Comments & collaboration
Conversation in Every happens on the task itself: comments with @-mentions, emoji reactions, and an activity feed that records every change, so the context never lives in someone's inbox.
Comments
Click Add a comment... on any task to open the composer. It's a full markdown editor:
- A formatting toolbar for bold, italic, headings, lists, links, quotes, and code blocks, with Write / Preview tabs to check the rendered result.
- Images: paste from your clipboard, drag and drop, or use the upload button. The image uploads and drops a markdown reference into your text.
- Emoji: type
:and search by name, or use the picker button. - Submit with the Comment button or Ctrl+Enter.
You can edit or delete your own comments at any time (edited comments are marked), and comments sort Newest first by default with a toggle to flip the order. Half-written comments survive tab switches, so bouncing to another task mid-thought is safe.
@-mentions
Type @ and pick a teammate to notify them. Mentions work in comments and in task descriptions, and there are two group mentions on every task:
- @Assignees notifies everyone assigned to the task.
- @Creator notifies whoever created it.
Mentioned people get a notification, so a mention is the reliable way to pull someone into a task.
Reactions
Hover over a comment and use the smiley button to react with any emoji. Reactions group into counters under the comment; click an existing one to add or remove yours, and hover to see who's behind it. Sometimes a 👍 is a complete answer.
The activity feed
Alongside Comments, every published task has an Activity tab recording who changed what, and when:
- Field changes show old and new values ("Status: To Do → In Progress").

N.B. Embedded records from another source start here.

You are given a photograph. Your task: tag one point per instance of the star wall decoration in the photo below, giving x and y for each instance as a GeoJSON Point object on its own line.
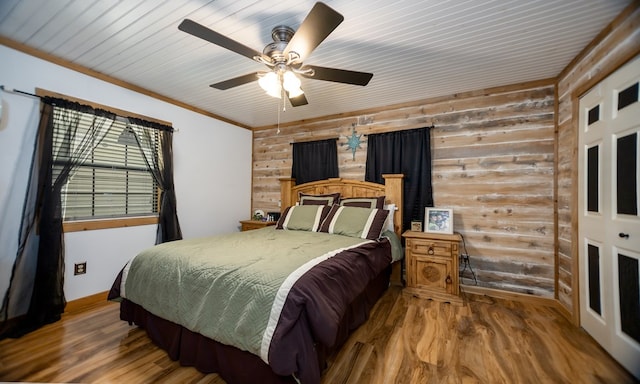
{"type": "Point", "coordinates": [354, 141]}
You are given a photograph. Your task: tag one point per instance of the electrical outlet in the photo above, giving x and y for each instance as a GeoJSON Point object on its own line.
{"type": "Point", "coordinates": [80, 268]}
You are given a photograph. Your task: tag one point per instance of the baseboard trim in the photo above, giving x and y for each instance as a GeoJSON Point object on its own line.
{"type": "Point", "coordinates": [84, 302]}
{"type": "Point", "coordinates": [500, 294]}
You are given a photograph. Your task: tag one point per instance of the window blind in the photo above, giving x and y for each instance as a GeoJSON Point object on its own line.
{"type": "Point", "coordinates": [113, 180]}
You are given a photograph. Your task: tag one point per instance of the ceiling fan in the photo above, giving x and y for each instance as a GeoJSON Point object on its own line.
{"type": "Point", "coordinates": [285, 55]}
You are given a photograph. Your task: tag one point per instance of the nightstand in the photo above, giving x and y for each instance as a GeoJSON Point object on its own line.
{"type": "Point", "coordinates": [248, 225]}
{"type": "Point", "coordinates": [432, 266]}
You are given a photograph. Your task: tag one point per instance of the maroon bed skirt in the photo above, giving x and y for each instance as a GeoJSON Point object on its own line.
{"type": "Point", "coordinates": [233, 364]}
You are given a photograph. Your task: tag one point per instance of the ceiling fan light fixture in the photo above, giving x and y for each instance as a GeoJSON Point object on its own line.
{"type": "Point", "coordinates": [271, 84]}
{"type": "Point", "coordinates": [291, 83]}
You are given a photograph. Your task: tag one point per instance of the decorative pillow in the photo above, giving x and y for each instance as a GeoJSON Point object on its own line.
{"type": "Point", "coordinates": [364, 202]}
{"type": "Point", "coordinates": [328, 199]}
{"type": "Point", "coordinates": [303, 217]}
{"type": "Point", "coordinates": [355, 222]}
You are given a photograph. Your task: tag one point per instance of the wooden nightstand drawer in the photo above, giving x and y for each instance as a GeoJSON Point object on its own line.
{"type": "Point", "coordinates": [431, 247]}
{"type": "Point", "coordinates": [432, 266]}
{"type": "Point", "coordinates": [433, 274]}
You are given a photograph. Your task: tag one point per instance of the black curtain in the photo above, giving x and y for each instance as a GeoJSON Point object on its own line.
{"type": "Point", "coordinates": [162, 169]}
{"type": "Point", "coordinates": [38, 270]}
{"type": "Point", "coordinates": [314, 160]}
{"type": "Point", "coordinates": [407, 152]}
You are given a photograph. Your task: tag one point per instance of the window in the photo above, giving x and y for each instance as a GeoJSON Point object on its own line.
{"type": "Point", "coordinates": [113, 180]}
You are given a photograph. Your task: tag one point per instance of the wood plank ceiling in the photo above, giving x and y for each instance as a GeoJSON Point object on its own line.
{"type": "Point", "coordinates": [415, 49]}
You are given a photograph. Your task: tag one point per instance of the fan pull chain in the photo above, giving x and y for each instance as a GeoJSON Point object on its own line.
{"type": "Point", "coordinates": [278, 107]}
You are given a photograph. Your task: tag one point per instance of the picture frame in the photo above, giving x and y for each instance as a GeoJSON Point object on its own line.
{"type": "Point", "coordinates": [438, 220]}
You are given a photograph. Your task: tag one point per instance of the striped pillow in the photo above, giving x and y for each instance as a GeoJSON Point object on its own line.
{"type": "Point", "coordinates": [303, 217]}
{"type": "Point", "coordinates": [365, 223]}
{"type": "Point", "coordinates": [328, 199]}
{"type": "Point", "coordinates": [363, 202]}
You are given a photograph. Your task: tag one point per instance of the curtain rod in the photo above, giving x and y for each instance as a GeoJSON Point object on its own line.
{"type": "Point", "coordinates": [12, 90]}
{"type": "Point", "coordinates": [311, 141]}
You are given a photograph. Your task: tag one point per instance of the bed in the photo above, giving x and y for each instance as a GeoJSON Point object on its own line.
{"type": "Point", "coordinates": [270, 305]}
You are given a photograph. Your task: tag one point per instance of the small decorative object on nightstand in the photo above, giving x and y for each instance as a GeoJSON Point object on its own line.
{"type": "Point", "coordinates": [432, 266]}
{"type": "Point", "coordinates": [248, 225]}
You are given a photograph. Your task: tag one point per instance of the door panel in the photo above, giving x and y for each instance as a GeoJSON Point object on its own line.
{"type": "Point", "coordinates": [608, 223]}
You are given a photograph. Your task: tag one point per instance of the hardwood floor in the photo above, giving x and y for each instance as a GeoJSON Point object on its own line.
{"type": "Point", "coordinates": [406, 340]}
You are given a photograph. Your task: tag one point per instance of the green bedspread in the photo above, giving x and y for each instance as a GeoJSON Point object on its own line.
{"type": "Point", "coordinates": [224, 286]}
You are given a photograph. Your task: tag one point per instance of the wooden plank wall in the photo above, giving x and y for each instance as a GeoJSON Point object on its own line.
{"type": "Point", "coordinates": [616, 45]}
{"type": "Point", "coordinates": [493, 163]}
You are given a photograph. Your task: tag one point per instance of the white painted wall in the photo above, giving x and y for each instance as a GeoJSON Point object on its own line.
{"type": "Point", "coordinates": [212, 161]}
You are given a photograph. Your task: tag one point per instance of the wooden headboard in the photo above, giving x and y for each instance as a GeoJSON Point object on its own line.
{"type": "Point", "coordinates": [392, 189]}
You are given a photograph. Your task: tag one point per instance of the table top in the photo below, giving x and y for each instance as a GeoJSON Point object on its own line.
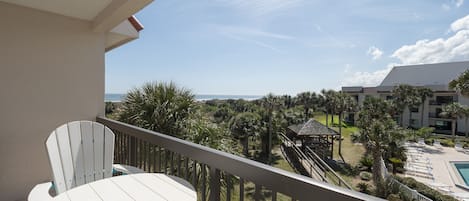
{"type": "Point", "coordinates": [142, 186]}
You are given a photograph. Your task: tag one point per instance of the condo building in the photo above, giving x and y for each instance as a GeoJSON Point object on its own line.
{"type": "Point", "coordinates": [433, 76]}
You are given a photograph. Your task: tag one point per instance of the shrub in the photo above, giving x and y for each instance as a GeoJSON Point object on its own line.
{"type": "Point", "coordinates": [447, 143]}
{"type": "Point", "coordinates": [429, 141]}
{"type": "Point", "coordinates": [394, 197]}
{"type": "Point", "coordinates": [366, 176]}
{"type": "Point", "coordinates": [366, 161]}
{"type": "Point", "coordinates": [363, 187]}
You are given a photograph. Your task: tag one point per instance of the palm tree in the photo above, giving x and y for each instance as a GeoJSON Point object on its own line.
{"type": "Point", "coordinates": [308, 100]}
{"type": "Point", "coordinates": [452, 111]}
{"type": "Point", "coordinates": [423, 93]}
{"type": "Point", "coordinates": [465, 114]}
{"type": "Point", "coordinates": [160, 107]}
{"type": "Point", "coordinates": [405, 96]}
{"type": "Point", "coordinates": [270, 103]}
{"type": "Point", "coordinates": [327, 102]}
{"type": "Point", "coordinates": [243, 126]}
{"type": "Point", "coordinates": [377, 129]}
{"type": "Point", "coordinates": [461, 83]}
{"type": "Point", "coordinates": [344, 103]}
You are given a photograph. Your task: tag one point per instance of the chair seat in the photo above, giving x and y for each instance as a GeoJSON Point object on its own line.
{"type": "Point", "coordinates": [41, 192]}
{"type": "Point", "coordinates": [45, 191]}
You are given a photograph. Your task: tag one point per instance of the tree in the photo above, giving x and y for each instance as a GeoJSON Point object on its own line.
{"type": "Point", "coordinates": [452, 111]}
{"type": "Point", "coordinates": [423, 93]}
{"type": "Point", "coordinates": [308, 101]}
{"type": "Point", "coordinates": [270, 103]}
{"type": "Point", "coordinates": [377, 129]}
{"type": "Point", "coordinates": [160, 107]}
{"type": "Point", "coordinates": [461, 83]}
{"type": "Point", "coordinates": [344, 103]}
{"type": "Point", "coordinates": [327, 102]}
{"type": "Point", "coordinates": [465, 114]}
{"type": "Point", "coordinates": [243, 126]}
{"type": "Point", "coordinates": [405, 96]}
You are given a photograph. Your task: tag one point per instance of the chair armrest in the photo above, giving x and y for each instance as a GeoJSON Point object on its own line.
{"type": "Point", "coordinates": [126, 169]}
{"type": "Point", "coordinates": [41, 192]}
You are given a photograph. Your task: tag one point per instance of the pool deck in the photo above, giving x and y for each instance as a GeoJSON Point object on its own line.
{"type": "Point", "coordinates": [442, 170]}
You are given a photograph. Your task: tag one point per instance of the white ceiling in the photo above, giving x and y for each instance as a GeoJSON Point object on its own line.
{"type": "Point", "coordinates": [81, 9]}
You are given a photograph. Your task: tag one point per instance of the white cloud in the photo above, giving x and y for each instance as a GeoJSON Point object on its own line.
{"type": "Point", "coordinates": [375, 52]}
{"type": "Point", "coordinates": [366, 78]}
{"type": "Point", "coordinates": [460, 24]}
{"type": "Point", "coordinates": [453, 48]}
{"type": "Point", "coordinates": [252, 35]}
{"type": "Point", "coordinates": [445, 7]}
{"type": "Point", "coordinates": [261, 7]}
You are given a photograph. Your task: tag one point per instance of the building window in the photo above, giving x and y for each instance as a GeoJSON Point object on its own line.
{"type": "Point", "coordinates": [444, 100]}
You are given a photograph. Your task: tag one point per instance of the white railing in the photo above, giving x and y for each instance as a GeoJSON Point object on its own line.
{"type": "Point", "coordinates": [403, 189]}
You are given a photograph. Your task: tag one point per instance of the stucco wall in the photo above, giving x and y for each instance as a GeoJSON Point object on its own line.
{"type": "Point", "coordinates": [51, 72]}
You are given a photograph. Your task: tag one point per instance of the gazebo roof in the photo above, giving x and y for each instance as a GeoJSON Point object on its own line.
{"type": "Point", "coordinates": [312, 128]}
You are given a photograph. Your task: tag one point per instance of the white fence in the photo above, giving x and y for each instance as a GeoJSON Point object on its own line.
{"type": "Point", "coordinates": [403, 189]}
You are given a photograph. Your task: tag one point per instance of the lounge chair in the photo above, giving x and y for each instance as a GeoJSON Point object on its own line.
{"type": "Point", "coordinates": [79, 152]}
{"type": "Point", "coordinates": [459, 147]}
{"type": "Point", "coordinates": [437, 144]}
{"type": "Point", "coordinates": [421, 141]}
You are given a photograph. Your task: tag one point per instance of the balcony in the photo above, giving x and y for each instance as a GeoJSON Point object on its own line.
{"type": "Point", "coordinates": [215, 174]}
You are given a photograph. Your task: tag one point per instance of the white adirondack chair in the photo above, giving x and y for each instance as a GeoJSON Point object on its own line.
{"type": "Point", "coordinates": [79, 152]}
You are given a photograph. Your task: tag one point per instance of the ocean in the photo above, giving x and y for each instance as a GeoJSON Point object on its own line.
{"type": "Point", "coordinates": [198, 97]}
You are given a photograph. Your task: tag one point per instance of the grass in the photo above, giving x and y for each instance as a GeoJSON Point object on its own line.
{"type": "Point", "coordinates": [351, 152]}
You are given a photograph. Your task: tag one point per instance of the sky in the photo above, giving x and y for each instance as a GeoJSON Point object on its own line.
{"type": "Point", "coordinates": [253, 47]}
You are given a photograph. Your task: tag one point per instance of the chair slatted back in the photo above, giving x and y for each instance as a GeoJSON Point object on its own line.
{"type": "Point", "coordinates": [80, 152]}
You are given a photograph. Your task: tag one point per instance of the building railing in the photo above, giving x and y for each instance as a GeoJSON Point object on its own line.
{"type": "Point", "coordinates": [408, 193]}
{"type": "Point", "coordinates": [314, 164]}
{"type": "Point", "coordinates": [216, 175]}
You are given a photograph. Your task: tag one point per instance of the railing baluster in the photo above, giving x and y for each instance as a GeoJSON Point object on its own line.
{"type": "Point", "coordinates": [214, 184]}
{"type": "Point", "coordinates": [133, 151]}
{"type": "Point", "coordinates": [186, 167]}
{"type": "Point", "coordinates": [165, 157]}
{"type": "Point", "coordinates": [204, 185]}
{"type": "Point", "coordinates": [179, 165]}
{"type": "Point", "coordinates": [171, 170]}
{"type": "Point", "coordinates": [241, 189]}
{"type": "Point", "coordinates": [194, 174]}
{"type": "Point", "coordinates": [135, 146]}
{"type": "Point", "coordinates": [229, 185]}
{"type": "Point", "coordinates": [257, 192]}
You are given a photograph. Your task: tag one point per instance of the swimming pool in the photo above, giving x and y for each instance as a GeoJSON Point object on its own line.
{"type": "Point", "coordinates": [463, 170]}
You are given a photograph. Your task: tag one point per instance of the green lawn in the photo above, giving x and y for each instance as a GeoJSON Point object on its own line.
{"type": "Point", "coordinates": [350, 151]}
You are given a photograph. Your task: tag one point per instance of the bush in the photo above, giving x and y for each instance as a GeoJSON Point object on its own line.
{"type": "Point", "coordinates": [366, 176]}
{"type": "Point", "coordinates": [429, 141]}
{"type": "Point", "coordinates": [393, 197]}
{"type": "Point", "coordinates": [447, 143]}
{"type": "Point", "coordinates": [363, 187]}
{"type": "Point", "coordinates": [366, 161]}
{"type": "Point", "coordinates": [424, 189]}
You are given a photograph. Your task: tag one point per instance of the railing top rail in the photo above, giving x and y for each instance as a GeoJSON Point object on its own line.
{"type": "Point", "coordinates": [321, 162]}
{"type": "Point", "coordinates": [297, 186]}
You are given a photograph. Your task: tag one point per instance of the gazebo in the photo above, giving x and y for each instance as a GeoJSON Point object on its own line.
{"type": "Point", "coordinates": [314, 135]}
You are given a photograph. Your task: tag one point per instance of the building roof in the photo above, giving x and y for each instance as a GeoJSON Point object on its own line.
{"type": "Point", "coordinates": [312, 128]}
{"type": "Point", "coordinates": [438, 74]}
{"type": "Point", "coordinates": [135, 23]}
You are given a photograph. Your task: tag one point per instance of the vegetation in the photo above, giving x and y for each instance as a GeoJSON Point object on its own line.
{"type": "Point", "coordinates": [251, 128]}
{"type": "Point", "coordinates": [453, 111]}
{"type": "Point", "coordinates": [461, 83]}
{"type": "Point", "coordinates": [377, 131]}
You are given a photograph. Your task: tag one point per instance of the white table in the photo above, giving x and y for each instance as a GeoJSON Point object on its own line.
{"type": "Point", "coordinates": [143, 186]}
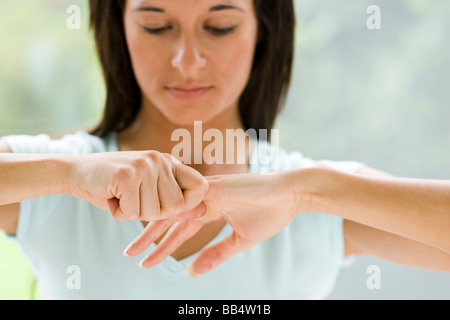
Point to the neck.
(153, 131)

- Rapid-fire edits by the same person are batched into one entry, so the feed stays readable.
- Description edits get a Compare button showing a word-by-word diff of what was added and removed.
- Time logged, checklists, and attachments each leave an entry.
- Changes made by automations appear with a lightning bolt instead of an avatar, so you can always tell a rule from a person.
Combined with comments, the activity feed makes any task self-explanatory months later: what happened, who did it, and what was said.
Who can moderate
You always control your own comments. Editing or deleting other people's requires the comment moderation permission, typically reserved for admins. See Team, roles & permissions.